Le Gouvernement de la République démocratique du Congo sort de son silence et contre-attaque. Dans une déclaration officielle publiée ce jeudi 22 janvier 2026, les autorités congolaises ont vigoureusement rejeté les accusations contenues dans un récent communiqué de Human Rights Watch (HRW) sur la situation sécuritaire à Uvira, dans la province du Sud-Kivu.
Kinshasa dénonce une lecture jugée partielle, orientée et dangereusement biaisée des faits, estimant que le rapport de l’ONG internationale passe sous silence la responsabilité directe du RDF/M23, accusé d’avoir orchestré un retrait chaotique et prémédité de la ville le 17 janvier dernier, après une occupation armée illégale marquée par des pillages, des menaces et une stratégie de terreur contre les populations civiles.
Un chaos laissé volontairement derrière
Selon le Gouvernement, le départ des forces rwandaises et de leurs supplétifs n’a nullement mis fin à l’insécurité. Au contraire, il aurait laissé derrière lui un désordre sciemment organisé, destiné à entretenir l’instabilité et à fragiliser durablement la cohésion sociale dans la ville d’Uvira.
Toute tentative de dilution ou d’inversion des responsabilités est qualifiée d’« inacceptable » par les autorités congolaises, qui accusent certains rapports internationaux de contribuer, volontairement ou non, à la désinformation.
Déplacements forcés et instrumentalisation communautaire
Abordant la question sensible de la communauté banyamulenge, souvent évoquée dans les analyses internationales, Kinshasa précise que les déplacements observés sont principalement la conséquence de pressions et menaces exercées par le RDF/M23 durant la période d’occupation.
Le Gouvernement affirme qu’aucun décès ni blessé n’a été enregistré au sein de cette communauté depuis le retrait des forces occupantes, grâce aux mesures de protection mises en place par l’État congolais.

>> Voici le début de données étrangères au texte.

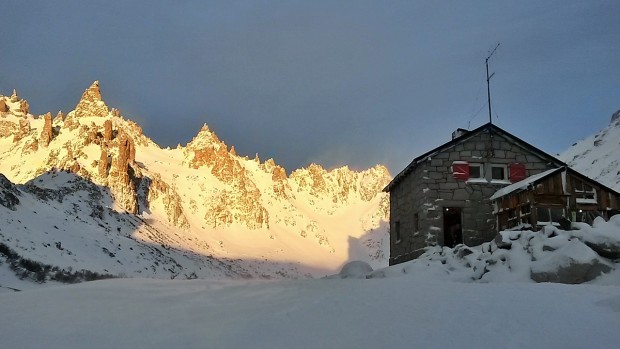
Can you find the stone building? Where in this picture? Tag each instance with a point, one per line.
(554, 197)
(443, 196)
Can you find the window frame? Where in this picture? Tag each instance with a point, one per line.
(478, 165)
(398, 237)
(504, 171)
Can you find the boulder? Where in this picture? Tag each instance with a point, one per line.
(355, 270)
(573, 263)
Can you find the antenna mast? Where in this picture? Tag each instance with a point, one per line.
(486, 62)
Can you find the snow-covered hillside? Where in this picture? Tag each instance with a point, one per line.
(445, 299)
(95, 193)
(598, 156)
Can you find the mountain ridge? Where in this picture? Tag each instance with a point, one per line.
(202, 196)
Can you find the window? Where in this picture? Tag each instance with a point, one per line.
(513, 219)
(460, 170)
(498, 172)
(476, 171)
(525, 214)
(584, 193)
(397, 231)
(518, 172)
(543, 215)
(550, 215)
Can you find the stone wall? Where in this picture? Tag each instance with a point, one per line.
(431, 187)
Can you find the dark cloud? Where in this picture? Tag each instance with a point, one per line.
(348, 82)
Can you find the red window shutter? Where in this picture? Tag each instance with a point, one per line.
(460, 170)
(517, 172)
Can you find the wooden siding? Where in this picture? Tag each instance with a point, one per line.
(578, 196)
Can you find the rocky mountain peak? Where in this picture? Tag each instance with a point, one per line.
(91, 103)
(615, 117)
(205, 138)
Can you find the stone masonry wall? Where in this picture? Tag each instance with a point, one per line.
(431, 187)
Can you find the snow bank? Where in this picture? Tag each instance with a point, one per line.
(552, 255)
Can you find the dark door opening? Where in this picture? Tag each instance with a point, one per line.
(452, 230)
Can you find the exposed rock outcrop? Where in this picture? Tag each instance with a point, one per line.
(91, 104)
(171, 200)
(122, 186)
(8, 193)
(107, 130)
(23, 131)
(46, 133)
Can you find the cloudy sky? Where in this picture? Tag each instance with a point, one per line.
(331, 82)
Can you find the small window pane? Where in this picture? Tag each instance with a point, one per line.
(543, 214)
(498, 173)
(475, 171)
(556, 214)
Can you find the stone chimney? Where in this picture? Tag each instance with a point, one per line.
(459, 132)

Les autorités rappellent par ailleurs que les déplacements forcés de populations civiles constituent des crimes graves, susceptibles d’être qualifiés de crimes de guerre ou de crimes contre l’humanité, engageant aussi bien la responsabilité pénale individuelle que celle de l’État soutien.
Kigali mis en cause sur le plan du droit international
Sur le terrain juridique international, Kinshasa se montre catégorique. La présence et les actions des forces rwandaises en RDC sont qualifiées de violation flagrante de la souveraineté nationale, en contradiction avec la Charte des Nations Unies et les Conventions de Genève.

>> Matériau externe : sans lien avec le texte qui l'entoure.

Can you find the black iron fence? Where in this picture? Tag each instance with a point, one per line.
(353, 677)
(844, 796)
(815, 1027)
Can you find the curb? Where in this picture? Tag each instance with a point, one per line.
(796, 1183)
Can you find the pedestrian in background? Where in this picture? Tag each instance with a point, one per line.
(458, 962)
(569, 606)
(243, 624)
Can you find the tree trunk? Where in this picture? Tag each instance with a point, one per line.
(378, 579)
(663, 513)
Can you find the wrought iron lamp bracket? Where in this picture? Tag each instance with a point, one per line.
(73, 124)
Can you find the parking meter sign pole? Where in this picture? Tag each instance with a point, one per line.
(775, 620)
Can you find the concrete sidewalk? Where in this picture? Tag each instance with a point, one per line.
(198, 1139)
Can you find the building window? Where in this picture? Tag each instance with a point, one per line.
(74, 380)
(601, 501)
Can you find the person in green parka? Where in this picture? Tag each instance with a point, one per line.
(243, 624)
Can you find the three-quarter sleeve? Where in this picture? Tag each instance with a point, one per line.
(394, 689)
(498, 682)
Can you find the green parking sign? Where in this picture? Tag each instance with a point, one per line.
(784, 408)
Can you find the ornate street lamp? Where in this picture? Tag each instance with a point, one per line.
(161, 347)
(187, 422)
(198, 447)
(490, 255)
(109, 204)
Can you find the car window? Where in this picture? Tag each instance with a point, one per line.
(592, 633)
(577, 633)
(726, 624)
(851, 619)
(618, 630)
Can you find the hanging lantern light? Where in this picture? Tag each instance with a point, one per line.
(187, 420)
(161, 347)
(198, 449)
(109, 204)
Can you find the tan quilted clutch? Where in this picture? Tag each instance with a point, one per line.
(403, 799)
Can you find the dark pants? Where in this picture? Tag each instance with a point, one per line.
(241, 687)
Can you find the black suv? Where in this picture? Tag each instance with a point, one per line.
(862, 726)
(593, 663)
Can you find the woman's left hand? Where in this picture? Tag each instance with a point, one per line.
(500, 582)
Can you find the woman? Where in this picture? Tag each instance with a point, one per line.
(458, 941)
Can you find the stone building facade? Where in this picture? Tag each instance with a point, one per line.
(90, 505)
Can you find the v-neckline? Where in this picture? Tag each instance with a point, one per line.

Le Gouvernement congolais accuse Kigali d’un soutien militaire, logistique et opérationnel direct à l’AFC/M23, engageant pleinement sa responsabilité internationale.
Kinshasa prône l’apaisement et la justice
Tout en réaffirmant son attachement aux mécanismes internationaux de protection des droits humains, la RDC appelle à une analyse rigoureuse et équilibrée des faits, rejetant toute équivalence entre un État agressé et une force d’occupation étrangère.

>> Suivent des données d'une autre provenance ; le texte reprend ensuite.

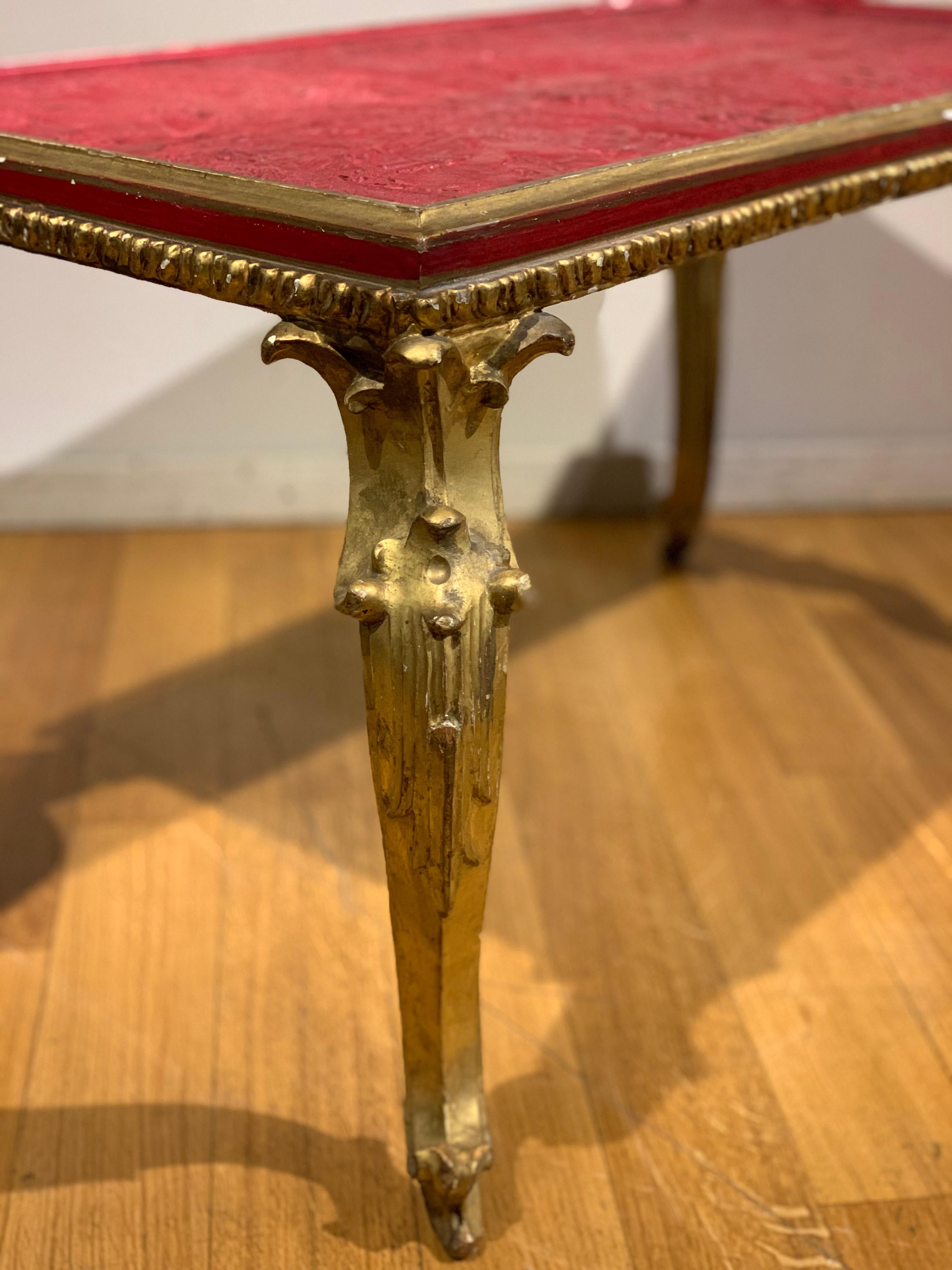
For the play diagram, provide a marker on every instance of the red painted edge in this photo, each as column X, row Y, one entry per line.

Le Gouvernement réitère son engagement à restaurer l’autorité de l’État à Uvira, à prévenir toute violence communautaire et à privilégier exclusivement la voie de la justice et de l’État de droit.
Pour Kinshasa, la crise d’Uvira porte une signature claire. La RDC promet de poursuivre, sur les plans diplomatique, judiciaire et multilatéral, la reconnaissance des violations commises et l’établissement des responsabilités, afin que justice soit rendue.